Myrnin wasn’t listening. He was muttering under his breath, something in a language I didn’t know, but from the sound of it, he was cursing like a drunken sailor as he stared murderously at the black portal. Then he switched to English. “All right,” he said. “Kill me, then, you faithless pile of lumber and nails. Kill me if you have to, but I am coming through.”
I’d thought he was talking to me, but he wasn’t. He was talking to the Glass House.
He lunged forward into the dark portal. Even I knew that wasn’t a good idea; Claire had been really clear about that. He hit the blackness, and it swallowed him up like a pool of ink. Ripples of color spread and faded.
Nothing else.
I stared, waiting, but I didn’t see anything. Maybe he was just . . . gone. Dead. Maybe we were all going to die today. I didn’t really see any downside with that, except that I seemed to be the one left behind. Always.
That just couldn’t keep happening. It couldn’t.

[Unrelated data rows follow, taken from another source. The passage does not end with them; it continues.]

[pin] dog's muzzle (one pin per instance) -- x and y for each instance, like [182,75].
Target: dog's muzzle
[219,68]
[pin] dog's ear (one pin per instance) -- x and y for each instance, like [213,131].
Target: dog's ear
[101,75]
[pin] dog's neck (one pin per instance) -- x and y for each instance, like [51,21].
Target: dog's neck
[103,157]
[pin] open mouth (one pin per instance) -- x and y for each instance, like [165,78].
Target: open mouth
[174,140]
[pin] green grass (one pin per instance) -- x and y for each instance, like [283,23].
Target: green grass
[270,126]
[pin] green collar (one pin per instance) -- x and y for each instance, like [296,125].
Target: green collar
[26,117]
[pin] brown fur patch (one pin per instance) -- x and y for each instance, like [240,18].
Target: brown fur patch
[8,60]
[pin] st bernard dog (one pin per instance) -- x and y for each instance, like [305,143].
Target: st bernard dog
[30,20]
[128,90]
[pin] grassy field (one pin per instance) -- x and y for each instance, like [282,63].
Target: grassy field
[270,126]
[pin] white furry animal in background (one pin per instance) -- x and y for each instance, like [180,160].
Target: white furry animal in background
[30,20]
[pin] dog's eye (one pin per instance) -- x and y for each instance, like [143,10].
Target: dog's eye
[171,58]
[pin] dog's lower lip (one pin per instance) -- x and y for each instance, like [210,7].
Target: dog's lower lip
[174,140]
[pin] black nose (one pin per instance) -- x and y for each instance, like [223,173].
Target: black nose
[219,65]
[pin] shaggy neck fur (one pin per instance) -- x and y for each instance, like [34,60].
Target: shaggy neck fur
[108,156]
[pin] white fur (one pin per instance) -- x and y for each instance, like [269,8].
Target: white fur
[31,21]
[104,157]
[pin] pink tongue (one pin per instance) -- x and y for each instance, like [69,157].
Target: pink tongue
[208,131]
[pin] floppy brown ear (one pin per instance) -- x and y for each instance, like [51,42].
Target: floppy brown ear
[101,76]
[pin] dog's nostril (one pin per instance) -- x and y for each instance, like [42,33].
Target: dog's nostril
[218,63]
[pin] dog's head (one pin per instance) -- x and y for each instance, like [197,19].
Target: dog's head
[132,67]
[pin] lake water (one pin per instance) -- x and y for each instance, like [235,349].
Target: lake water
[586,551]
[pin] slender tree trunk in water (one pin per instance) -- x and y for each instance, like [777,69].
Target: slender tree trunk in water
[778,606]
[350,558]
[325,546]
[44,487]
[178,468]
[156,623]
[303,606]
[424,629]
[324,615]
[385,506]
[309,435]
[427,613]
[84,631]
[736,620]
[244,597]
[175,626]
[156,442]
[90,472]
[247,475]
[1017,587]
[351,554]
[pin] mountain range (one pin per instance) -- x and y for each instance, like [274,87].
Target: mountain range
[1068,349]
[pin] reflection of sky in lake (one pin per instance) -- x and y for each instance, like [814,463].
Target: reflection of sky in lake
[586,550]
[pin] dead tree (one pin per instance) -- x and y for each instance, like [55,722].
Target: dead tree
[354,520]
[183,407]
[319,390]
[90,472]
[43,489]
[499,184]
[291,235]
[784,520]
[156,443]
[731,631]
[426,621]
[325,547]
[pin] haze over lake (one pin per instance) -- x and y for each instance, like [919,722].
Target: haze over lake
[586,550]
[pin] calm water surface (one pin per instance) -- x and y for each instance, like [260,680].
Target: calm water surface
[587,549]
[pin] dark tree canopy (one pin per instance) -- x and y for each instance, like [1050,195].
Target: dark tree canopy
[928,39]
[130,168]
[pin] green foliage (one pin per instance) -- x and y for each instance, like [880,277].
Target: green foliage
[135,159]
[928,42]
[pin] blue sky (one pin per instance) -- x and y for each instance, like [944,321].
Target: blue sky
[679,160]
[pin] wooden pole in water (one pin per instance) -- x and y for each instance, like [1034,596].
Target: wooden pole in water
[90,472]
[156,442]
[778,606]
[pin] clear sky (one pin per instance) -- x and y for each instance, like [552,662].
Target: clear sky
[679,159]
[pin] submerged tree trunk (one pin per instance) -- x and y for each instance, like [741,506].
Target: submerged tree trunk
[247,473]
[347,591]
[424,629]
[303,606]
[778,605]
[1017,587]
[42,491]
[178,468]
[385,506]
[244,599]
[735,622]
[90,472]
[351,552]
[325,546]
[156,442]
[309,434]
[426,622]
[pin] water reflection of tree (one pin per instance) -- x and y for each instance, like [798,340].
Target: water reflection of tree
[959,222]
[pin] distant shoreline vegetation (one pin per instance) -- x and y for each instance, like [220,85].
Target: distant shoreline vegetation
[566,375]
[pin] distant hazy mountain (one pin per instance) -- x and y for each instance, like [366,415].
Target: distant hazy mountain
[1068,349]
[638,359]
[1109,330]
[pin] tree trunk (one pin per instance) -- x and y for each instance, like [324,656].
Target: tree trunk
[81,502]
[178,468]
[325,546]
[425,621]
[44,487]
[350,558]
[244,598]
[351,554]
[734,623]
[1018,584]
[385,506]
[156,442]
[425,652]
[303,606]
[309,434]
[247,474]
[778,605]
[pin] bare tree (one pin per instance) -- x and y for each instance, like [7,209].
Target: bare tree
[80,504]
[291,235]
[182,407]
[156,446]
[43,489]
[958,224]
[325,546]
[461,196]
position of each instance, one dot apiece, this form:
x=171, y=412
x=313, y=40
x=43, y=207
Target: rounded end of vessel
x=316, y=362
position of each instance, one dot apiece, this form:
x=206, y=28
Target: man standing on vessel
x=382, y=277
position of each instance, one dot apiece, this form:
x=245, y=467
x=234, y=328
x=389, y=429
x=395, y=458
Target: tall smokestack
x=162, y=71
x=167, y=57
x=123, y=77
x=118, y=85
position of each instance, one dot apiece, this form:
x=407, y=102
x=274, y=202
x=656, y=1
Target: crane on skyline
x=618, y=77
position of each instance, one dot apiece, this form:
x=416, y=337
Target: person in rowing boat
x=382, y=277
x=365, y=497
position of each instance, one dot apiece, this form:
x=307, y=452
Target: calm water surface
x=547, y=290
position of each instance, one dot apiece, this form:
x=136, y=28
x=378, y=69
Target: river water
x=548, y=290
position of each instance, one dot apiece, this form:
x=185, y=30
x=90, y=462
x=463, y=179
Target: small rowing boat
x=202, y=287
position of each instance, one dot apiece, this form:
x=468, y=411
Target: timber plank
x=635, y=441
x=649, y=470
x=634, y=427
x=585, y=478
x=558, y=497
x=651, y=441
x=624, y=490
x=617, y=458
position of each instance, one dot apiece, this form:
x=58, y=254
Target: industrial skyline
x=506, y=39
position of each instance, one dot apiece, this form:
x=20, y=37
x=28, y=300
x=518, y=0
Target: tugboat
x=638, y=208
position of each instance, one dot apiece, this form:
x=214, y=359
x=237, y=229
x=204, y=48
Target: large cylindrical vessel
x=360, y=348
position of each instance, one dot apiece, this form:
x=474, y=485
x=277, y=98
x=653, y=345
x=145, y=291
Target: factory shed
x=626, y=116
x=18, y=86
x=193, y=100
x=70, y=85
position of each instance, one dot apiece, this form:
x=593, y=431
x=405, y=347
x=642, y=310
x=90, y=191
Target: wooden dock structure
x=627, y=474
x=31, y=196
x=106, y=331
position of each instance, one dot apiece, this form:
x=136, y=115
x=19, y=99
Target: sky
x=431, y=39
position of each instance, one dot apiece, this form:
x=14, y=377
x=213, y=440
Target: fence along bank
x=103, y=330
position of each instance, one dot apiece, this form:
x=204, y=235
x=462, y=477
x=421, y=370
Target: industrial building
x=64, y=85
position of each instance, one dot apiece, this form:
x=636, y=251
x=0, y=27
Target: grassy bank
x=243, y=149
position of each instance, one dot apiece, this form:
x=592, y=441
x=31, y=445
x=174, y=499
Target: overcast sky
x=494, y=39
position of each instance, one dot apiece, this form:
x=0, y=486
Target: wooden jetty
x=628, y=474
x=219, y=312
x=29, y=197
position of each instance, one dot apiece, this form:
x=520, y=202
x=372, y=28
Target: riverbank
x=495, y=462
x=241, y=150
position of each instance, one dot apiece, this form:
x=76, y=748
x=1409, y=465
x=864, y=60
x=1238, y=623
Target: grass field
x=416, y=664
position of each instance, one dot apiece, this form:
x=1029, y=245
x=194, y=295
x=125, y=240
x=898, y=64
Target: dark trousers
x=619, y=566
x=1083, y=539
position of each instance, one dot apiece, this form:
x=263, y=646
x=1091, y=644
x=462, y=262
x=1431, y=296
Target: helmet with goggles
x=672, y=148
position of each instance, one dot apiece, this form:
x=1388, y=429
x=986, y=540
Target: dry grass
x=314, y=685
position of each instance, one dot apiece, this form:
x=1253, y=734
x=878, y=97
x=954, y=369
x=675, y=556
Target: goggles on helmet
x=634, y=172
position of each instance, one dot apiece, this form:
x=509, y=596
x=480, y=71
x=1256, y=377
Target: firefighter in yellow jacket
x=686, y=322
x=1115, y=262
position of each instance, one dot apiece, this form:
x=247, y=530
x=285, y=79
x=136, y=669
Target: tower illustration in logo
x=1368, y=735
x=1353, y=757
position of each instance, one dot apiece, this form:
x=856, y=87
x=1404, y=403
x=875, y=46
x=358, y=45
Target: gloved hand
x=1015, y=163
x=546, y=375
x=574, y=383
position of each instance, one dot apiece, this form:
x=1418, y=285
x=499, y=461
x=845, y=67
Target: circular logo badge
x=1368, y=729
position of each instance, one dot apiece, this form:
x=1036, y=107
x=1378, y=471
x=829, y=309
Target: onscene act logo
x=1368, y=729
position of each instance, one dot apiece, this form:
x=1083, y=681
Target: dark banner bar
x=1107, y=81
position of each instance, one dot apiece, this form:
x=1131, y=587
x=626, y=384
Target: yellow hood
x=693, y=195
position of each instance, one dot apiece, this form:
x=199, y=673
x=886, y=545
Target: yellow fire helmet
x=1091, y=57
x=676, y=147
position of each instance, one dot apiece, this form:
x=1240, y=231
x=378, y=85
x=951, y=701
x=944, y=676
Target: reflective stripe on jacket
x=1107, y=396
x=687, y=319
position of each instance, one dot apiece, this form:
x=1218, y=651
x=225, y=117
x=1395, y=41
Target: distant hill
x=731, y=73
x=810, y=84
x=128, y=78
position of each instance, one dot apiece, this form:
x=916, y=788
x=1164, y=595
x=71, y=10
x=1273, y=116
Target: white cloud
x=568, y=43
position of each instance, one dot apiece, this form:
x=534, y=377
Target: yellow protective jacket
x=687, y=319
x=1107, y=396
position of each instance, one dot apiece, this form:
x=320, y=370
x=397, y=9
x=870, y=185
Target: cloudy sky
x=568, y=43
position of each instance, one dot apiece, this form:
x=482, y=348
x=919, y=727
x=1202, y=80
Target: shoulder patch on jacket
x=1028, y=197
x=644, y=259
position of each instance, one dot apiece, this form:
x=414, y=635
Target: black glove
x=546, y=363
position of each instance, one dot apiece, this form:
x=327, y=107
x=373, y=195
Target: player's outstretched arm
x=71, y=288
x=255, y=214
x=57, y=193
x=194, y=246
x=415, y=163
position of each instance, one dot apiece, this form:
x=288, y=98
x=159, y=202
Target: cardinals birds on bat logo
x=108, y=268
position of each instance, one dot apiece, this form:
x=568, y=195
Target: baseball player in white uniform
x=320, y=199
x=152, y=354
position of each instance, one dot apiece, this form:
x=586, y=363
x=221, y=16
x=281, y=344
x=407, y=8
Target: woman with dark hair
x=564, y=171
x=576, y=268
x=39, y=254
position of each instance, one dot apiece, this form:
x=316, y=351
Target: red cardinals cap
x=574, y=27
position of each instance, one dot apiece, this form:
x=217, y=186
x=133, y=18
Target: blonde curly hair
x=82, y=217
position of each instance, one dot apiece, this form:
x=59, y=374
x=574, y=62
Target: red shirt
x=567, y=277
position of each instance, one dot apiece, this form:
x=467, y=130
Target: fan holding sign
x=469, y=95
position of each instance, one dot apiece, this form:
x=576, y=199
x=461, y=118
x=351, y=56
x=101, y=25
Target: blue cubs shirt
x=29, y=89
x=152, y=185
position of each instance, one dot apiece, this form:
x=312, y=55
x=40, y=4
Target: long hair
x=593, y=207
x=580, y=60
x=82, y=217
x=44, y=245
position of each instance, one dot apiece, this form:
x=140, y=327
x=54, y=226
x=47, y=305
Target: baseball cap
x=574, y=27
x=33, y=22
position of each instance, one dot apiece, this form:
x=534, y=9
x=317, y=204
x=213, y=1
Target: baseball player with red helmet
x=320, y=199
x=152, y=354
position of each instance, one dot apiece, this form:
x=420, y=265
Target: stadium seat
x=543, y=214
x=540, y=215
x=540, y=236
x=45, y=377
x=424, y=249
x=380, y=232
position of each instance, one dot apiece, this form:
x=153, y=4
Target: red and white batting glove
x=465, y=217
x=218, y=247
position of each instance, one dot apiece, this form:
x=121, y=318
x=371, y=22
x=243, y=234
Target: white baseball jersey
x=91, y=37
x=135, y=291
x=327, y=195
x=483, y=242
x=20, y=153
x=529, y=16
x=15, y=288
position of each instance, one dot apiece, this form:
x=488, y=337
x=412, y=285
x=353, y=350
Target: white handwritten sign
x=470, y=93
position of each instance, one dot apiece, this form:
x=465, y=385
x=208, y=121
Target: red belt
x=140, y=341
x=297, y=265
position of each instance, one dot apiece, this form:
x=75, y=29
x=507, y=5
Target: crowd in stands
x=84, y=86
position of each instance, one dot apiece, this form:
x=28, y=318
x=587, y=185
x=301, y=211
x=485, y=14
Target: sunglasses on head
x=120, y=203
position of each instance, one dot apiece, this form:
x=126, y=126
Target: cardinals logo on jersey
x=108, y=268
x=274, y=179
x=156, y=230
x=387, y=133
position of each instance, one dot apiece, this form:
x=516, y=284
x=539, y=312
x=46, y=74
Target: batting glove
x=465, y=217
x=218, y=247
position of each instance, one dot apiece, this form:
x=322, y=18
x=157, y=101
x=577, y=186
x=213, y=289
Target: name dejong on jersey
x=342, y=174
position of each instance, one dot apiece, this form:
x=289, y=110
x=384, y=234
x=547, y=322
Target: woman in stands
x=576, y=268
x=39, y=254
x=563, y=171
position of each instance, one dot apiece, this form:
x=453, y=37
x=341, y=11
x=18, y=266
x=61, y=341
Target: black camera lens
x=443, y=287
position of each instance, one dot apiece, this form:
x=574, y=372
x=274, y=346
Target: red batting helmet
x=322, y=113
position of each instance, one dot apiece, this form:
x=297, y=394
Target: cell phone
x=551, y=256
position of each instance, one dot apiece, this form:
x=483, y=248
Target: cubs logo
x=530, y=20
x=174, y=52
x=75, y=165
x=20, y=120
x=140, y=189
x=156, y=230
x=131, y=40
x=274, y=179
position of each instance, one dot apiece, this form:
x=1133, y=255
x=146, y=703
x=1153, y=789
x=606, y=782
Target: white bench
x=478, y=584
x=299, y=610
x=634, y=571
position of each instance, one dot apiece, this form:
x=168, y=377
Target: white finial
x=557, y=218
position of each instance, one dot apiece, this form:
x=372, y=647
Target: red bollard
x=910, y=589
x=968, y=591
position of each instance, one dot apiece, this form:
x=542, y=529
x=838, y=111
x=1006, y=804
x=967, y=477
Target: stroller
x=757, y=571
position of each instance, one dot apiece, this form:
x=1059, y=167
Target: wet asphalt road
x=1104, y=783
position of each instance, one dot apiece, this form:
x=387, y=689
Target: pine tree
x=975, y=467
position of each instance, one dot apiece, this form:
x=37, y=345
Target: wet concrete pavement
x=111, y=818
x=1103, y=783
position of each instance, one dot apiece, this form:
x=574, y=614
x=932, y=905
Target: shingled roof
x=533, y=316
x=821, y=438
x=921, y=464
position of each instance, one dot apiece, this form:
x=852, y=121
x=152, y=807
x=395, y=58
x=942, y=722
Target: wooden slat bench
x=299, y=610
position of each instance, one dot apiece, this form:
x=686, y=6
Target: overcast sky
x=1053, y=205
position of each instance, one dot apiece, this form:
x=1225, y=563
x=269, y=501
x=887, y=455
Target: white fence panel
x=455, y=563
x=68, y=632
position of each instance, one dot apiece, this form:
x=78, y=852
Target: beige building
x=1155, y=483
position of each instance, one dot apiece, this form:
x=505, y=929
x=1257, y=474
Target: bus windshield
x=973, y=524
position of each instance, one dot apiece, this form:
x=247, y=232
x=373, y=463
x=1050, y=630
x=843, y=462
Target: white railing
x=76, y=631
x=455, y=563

I was sensible enough to go back, pick up my vampire kit, and then jump blindly into the dark. I had one thing in my mind as I did.
Please let me see Claire one more time.
Because that was all I wanted now, before the end.
TWELVE
CLAIRE
The portal suddenly swelled out of the wall like a black balloon, and Claire heard Eve’s startled cry as she saw it happen.
She felt the door opening like a strange pressure blowing through the house; the whole world seemed to shudder as if it were a pond into which a rock had been dropped, and then there was a sharp, cracking sound, like a bell breaking in half.